Devia adotar alguma atitude extrema para balançar os alicerces dele. Não esperava demonstrações públicas de afeto, mas por que lhe negava um mísero olhar de desejo, enquanto ela trepidava embaixo do vestido florido? Os atores anunciaram o início do espetáculo, decretando uma pausa em sua angústia. Pensou em atirar-se sobre ele, já que estariam protegidos pela escuridão do teatro. Mas o universo estava, definitivamente, conspirando contra ela naquela noite: por imposição dos roteiristas, homens e mulheres deveriam assistir separados à encenação, cujo tema principal era justamente o membro sexual masculino.

Enquanto os atores se esforçavam para arrancar gargalhadas do público, ela se perdia no olhar dele, estrategicamente posicionado à frente dela. “Como era irritantemente sedutor, como seu peixinho incolor depois de descobrir que era dono do aquário”. Comparada à história deles, o roteiro da peça não passava de um livro pré-escolar: repleto de imagens, vazio de sentidos. Como deixar-se seduzir por uma narrativa tão rasa, quando a profundidade que buscava se apresentava ali, a alguns passos, impassível, diante dela?

A angústia pelo toque aumentava a cada ato. Queria tocá-lo todo, passear as mãos pelo peito de animal peludo, pela cabeça quase lisa, pelos braços confortantes de homem protetor. Seria a personagem que ele ordenasse: a puta, a puritana, a desconhecida, a velha amiga. E deixar-se-ia dirigir por ele, até desmaiar de exaustão no ato final.

Os aplausos a reconduziram de volta à realidade. Estava suada, mãos trêmulas, aflita com o desejo incontido. Ele convidou-a para jantar, mas a ânsia de ser invadida pelo homem de seus desejos, fez-lhe recusar o convite e implorar que fossem logo para o aquário. Dispensara afagos, canções, e todos os rituais que ele praticava. Queria única e exclusivamente reencontrar o animal dono de seu habitat, que alimentava suas fantasias, que derrubava muros e repudiava redomas. O homem que preenchia seu espaço de identidade brutalmente poética, que lhe fazia rir e lhe concedia o direito da liberdade.
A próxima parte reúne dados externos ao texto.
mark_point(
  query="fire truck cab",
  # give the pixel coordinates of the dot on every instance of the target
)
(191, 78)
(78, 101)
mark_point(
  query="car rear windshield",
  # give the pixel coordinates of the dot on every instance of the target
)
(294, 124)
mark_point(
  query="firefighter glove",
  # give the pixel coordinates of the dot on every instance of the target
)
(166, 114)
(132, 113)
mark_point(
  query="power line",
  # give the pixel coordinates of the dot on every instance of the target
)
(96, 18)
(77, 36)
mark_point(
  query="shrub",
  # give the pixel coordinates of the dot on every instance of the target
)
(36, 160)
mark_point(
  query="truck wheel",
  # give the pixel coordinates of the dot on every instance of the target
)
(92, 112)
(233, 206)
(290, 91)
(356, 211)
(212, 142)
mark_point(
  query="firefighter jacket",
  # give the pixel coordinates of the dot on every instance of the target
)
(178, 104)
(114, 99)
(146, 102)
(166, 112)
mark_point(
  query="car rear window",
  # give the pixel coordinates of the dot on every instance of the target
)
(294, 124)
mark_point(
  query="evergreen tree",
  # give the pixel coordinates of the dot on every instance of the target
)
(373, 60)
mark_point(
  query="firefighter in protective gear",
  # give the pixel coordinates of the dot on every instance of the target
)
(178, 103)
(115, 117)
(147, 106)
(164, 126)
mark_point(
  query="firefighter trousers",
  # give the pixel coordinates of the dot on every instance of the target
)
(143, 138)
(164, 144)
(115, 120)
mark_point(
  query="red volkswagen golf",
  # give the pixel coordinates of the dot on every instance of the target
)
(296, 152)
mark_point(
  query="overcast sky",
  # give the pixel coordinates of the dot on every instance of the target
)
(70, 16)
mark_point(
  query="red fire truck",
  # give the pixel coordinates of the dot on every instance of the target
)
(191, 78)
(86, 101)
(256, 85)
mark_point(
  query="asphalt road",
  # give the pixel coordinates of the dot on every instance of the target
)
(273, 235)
Quando chegaram às portas do aquário, um oceano de possibilidades se abria diante dela: na arena daquele lar, vivia livremente suas fantasias, trocava de identidade, de idade, de contexto social. Eram outras as que falavam nela, e de tanto se perder em suas vozes interiores, se reencontrava sempre mais una ao final do embate.

Livrou-se do vestido florido e das sandálias antes mesmo dele desabotoar a calça. Quando alcançou o quarto, encontrou-o admirando, diante do espelho, sua masculinidade, no closet. Jogou-se no chão, e rastejou até ele...

Esticou toda a sua coluna de víbora, entregou-lhe as costas, e com as mãos espalmadas no espelho, implorou pela posse. Camisas, calças, cintos e sapatos os invejavam. Essas testemunhas inanimadas os rodeavam no pequeno espaço do closet, culpando-os pela invasão. Eram donos do tempo e do espaço, e responderam com gemidos aos reclames dos objetos na estante.

Fez-lhe um último afago, com ternura. Perdeu-se mais uma vez na observação de seu peixinho, que aprendera a cativá-la, exibindo-se como se tubarão fosse.